Hempel discounted MYOB’s explanation that the changes were embedded in the new versions of their products.

The reseller told ARN he’d reported MYOB’s policy on the new tax scales to the Australian Competition and Consumer Commission (ACCC), because previous tax scale changes “were provided on a floppy at a nominal charge and uploaded by the user.”

Hempel said his company would not be upgrading to the latest MYOB software, and would instead manually change the tax scales for each fortnightly pay run.

“This will affect our systems and client systems,” he said. “We find it impossible to peddle this line to our customers.”

Hempel said some MYOB users would leave their payroll software unchanged, which meant employees wouldn’t see their tax break until they got a tax refund at the end of next year.

“But employees want their $4 a week,” he said.

MYOB rival, Quicken, has handled the tax scales slightly differently, making them available for some older products, for a $100 fee.
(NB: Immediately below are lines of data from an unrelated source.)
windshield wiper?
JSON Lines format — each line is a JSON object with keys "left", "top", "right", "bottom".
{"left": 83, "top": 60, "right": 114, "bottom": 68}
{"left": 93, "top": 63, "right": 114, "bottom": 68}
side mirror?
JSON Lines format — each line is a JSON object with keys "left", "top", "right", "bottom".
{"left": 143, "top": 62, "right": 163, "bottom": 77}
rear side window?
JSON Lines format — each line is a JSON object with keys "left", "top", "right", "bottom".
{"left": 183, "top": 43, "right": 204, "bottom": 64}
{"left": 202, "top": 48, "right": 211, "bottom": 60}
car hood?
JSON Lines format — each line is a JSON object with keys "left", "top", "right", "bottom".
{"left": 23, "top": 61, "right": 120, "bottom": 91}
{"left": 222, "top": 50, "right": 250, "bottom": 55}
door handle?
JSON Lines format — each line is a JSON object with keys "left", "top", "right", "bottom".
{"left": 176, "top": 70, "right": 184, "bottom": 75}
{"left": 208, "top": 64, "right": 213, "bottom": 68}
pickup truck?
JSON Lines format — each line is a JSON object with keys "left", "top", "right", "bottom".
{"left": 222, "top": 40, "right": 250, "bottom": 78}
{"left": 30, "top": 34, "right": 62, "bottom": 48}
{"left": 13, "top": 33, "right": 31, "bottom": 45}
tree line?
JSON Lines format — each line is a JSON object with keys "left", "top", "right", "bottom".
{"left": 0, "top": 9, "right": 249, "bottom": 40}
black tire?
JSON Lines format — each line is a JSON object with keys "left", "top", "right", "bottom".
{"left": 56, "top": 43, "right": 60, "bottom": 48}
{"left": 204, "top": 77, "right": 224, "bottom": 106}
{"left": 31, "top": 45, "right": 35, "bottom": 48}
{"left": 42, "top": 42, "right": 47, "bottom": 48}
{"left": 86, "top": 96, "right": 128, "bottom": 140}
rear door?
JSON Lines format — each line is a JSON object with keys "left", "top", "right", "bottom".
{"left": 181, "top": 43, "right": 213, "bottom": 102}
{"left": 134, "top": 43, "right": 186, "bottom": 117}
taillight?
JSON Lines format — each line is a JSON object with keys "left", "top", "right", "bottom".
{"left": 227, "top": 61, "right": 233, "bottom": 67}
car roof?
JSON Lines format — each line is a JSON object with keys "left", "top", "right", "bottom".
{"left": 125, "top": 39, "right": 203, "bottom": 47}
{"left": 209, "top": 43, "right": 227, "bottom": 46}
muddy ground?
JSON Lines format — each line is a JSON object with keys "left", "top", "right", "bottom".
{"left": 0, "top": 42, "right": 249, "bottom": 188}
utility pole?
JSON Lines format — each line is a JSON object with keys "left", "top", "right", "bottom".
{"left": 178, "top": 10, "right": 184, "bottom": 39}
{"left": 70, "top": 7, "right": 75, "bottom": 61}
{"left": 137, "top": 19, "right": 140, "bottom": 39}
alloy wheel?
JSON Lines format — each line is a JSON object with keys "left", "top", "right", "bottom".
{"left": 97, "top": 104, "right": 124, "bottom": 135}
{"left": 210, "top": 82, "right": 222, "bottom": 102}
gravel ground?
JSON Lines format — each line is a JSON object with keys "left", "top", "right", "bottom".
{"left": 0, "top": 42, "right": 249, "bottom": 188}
Like MYOB, the update is available free for users of the latest software and subscribers to its tech support programs.

Customers with Payroll Premier 2002, V8 and V7 will be able to download the tax table for $100.

Quicken direct marketing manager, Emma Carroll, said customer feedback on the $100 fee had been positive so far.

“The majority say they just want to download it, and they don’t mind paying,” Carroll said.

Quicken was expecting the hit rate on its website to rise sharply when the download became available last Friday.